In general, all combinations of these levels were generated. However, some further restrictions are introduced. The variable machine distribution factor requires that at least one stage have a different number of machines than the others. Also, the largest number of machines in a stage must be less than the number of jobs. Thus, the combination with 10 machines at each stage and 6 jobs was skipped and the combination of 1-10 machines per stage with 6 jobs was changed to 1-6 machines per stage with 6 jobs. There are 342 test scenarios and ten data sets were generated for each scenario.

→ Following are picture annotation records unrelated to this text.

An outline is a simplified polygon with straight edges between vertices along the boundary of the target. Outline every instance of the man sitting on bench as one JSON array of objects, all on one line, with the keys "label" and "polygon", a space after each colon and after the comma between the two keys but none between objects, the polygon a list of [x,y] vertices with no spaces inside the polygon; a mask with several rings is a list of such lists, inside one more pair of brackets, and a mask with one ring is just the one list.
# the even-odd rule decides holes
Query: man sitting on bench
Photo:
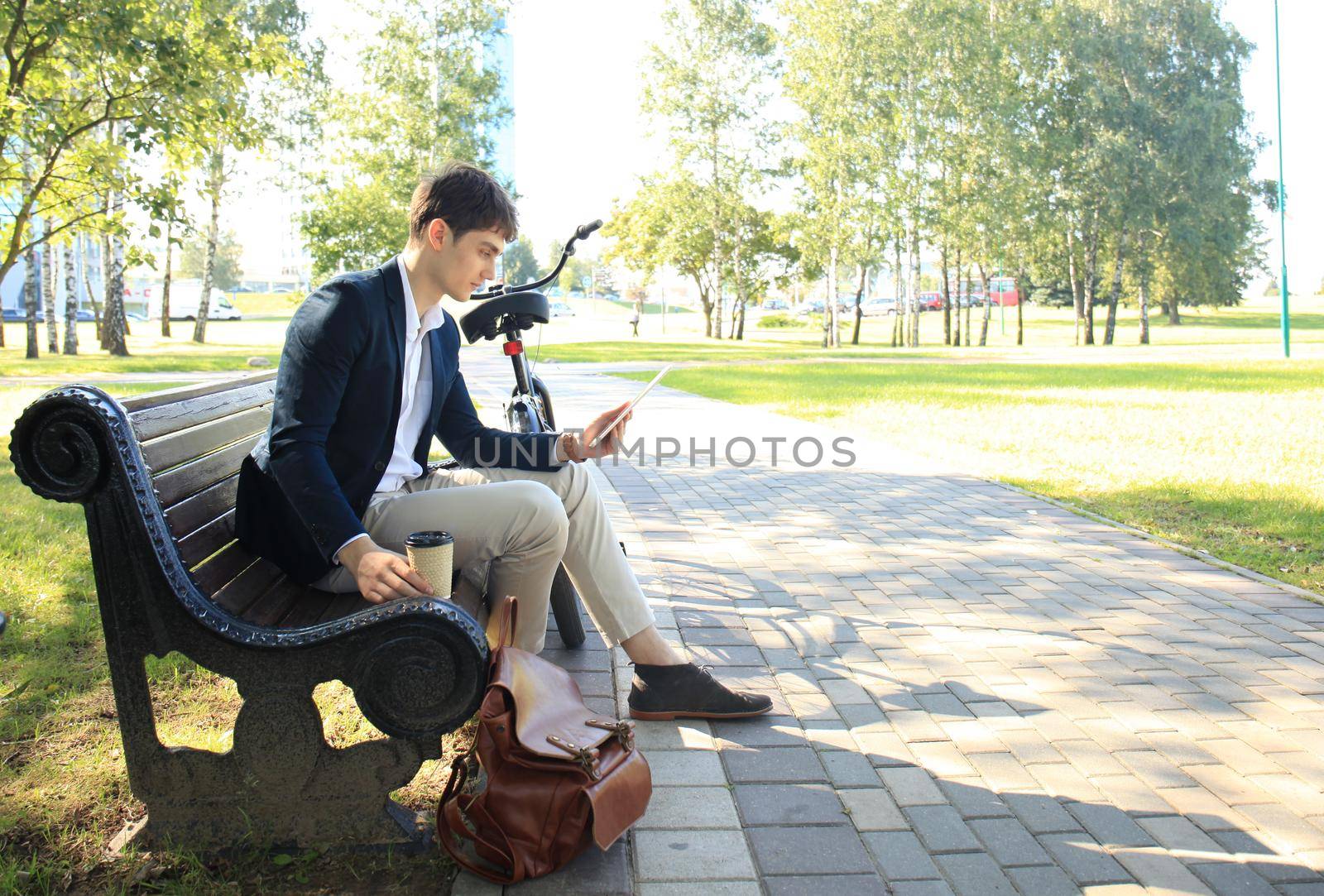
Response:
[{"label": "man sitting on bench", "polygon": [[[466,302],[495,278],[515,230],[500,184],[451,163],[414,191],[404,251],[305,299],[281,352],[271,425],[240,472],[240,541],[295,581],[383,602],[433,593],[402,556],[404,540],[445,529],[457,566],[491,561],[489,592],[520,600],[515,643],[535,652],[564,562],[598,629],[634,660],[632,716],[768,712],[767,696],[731,691],[683,662],[654,625],[583,466],[617,451],[624,421],[588,443],[621,408],[580,434],[479,422],[459,373],[459,330],[440,302]],[[425,475],[434,434],[461,469]]]}]

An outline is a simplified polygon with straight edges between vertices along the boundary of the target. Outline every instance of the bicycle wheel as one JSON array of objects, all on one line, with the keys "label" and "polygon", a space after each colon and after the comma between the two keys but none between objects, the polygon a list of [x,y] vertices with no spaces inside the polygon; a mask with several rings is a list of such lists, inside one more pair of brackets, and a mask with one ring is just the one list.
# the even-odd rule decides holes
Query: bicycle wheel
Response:
[{"label": "bicycle wheel", "polygon": [[565,566],[557,566],[556,577],[552,578],[552,618],[556,619],[561,643],[567,647],[579,647],[584,643],[584,617],[580,615],[579,593],[571,584],[571,577],[565,574]]}]

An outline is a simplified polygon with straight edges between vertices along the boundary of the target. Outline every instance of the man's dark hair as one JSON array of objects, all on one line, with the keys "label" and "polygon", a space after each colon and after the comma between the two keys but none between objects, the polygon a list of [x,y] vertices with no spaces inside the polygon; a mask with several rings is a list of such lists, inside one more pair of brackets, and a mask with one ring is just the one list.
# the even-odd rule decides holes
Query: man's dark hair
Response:
[{"label": "man's dark hair", "polygon": [[470,230],[496,228],[510,242],[519,230],[515,202],[506,188],[465,161],[448,161],[441,171],[418,181],[409,200],[409,238],[422,240],[434,218],[445,221],[455,240]]}]

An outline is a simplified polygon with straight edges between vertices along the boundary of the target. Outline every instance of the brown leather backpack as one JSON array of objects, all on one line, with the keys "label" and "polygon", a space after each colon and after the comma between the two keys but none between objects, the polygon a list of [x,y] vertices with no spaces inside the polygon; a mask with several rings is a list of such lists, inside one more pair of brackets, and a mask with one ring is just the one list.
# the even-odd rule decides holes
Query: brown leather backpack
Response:
[{"label": "brown leather backpack", "polygon": [[[647,809],[653,776],[633,724],[592,712],[568,672],[510,646],[514,597],[502,613],[478,733],[451,764],[437,832],[462,868],[514,884],[556,871],[589,843],[612,846]],[[462,789],[475,752],[487,785],[471,795]],[[461,852],[457,838],[490,864]]]}]

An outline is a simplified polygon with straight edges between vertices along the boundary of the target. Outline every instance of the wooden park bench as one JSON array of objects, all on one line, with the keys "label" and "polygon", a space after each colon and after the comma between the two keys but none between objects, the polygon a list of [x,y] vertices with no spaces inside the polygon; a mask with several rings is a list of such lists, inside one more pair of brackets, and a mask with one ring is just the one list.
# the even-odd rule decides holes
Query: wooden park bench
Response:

Each of the ten data sets varies within the same general characteristics.

Table 1: Factor Levels

Factor Levels
Skipping Probability 0.00   L
0.05   M
0.40   H
Processing Times Unif(50-70)   L
Unif(20-100)   H
Number of Stages 2   L
4   M
8   H
Machine Distribution Constant   L
Variable   H
Number of Machines

(Depends on Machine Distribution)

Constant     |     Variable
1   L              |     Unif(1,4)   L
2   M
10   H           |     Unif(1,10)   H

Number of Jobs 6   L
20   M
30   H
100   A

File Format

Each file uvwxyz-i.ft is a text document where the i stands for the file number of the same type of file.  The following is the beginning of file hhhhhl-0.ft.  Afterwards a description of the parts of the file are given so one can see what is given.

Filename hhhhhl-0.ft
StageType 1
NumJobs 7
numstages 8
lbnum 1
lb 405
ub 265

stagenum 1
NumMachs 1
Ready
0 0 0 0 0 0 0
Process
19 56 71 0 0 0 46
Setup
90000 4 5 0 0 0 0
5 90000 6 0 0 0 1
9 2 90000 0 0 0 0
0 0 0 90000 0 0 0
0 0 0 0 90000 0 0
0 0 0 0 0 90000 0
19 23 21 0 0 0 90000

Section 1
Line 1: the word “Filename” followed by the actual file name.
Line 2: the word “StageType” followed by a “0” if the stages have the same number of machines per stage or a “1” if the stages have a different number of machines per stage
Line 3: the word “NumJobs” followed by the number of jobs including a job 0 which is a dummy job
Line 4: the word “numstages” followed by the number of stages in serial
Line 5: the word “lbnum” followed by a number 1, 2, or 3, which was an indication to me regarding what lower bound was used.  Ignore it
Line 6: the word “lb” followed by a number – ignore it
Line 7: the word “ub” followed by a number – ignore it

Section 2
For each stage, the is a data section.
Line 1: the word “stageNum” followed by the stage number
Line 2: the word “NumMachs” followed by the number of machines at the stage
Line 3-4: the word “Ready” followed by a line of 0’s, one per job (at this time, all files have zero ready times)
Line 5-6: the word “Process” followed by a line of numbers, one per job.  If a jobs does not visit a stage, its processing time is set at 0.  Job 0 visits every stage and its process time will be described below
Line 7+: the word “Setup” followed by a table of numbers, one per job.  Each line contains the time from a job to a job.  The first line contains times from job 0 to all other jobs, the second line from job 1 to all other jobs.  We do not allow jobs to be repeated, so the setup from i to i is set at 90000 arbitrarily.  Times from job 0 are discussed below.

Job 0 times
Job 0 exists as the first job of each machine at each stage but has no actual physical meaning.  It represents the initial state of the machine from which all setup must be performed.  As such, its processing time is set to be the minimum setup time from it to any other job in the original setup time matrix.  Then, the job with the minimum setup time from 0 to it has a setup time of 0 recorded in the setup time matrix and the setup time from 0 to the other jobs (with positive processing times at the stage) are reduced by the job 0 processing time.  For example, in the data file segment shown, job 0’s processing time is 19 and the jobs that visit stage 1 are 1, 2, and 6.  The setup times from 0 to 1, 2, and 6 are shown to be 4, 5, and 0, respectively.  Therefore, we know that the data originally generated had a setup time from 0 to 1, 2, and 6 as 23(=19+4), 24 and 19, respectively.  This pre-processing was done at all stages on all files.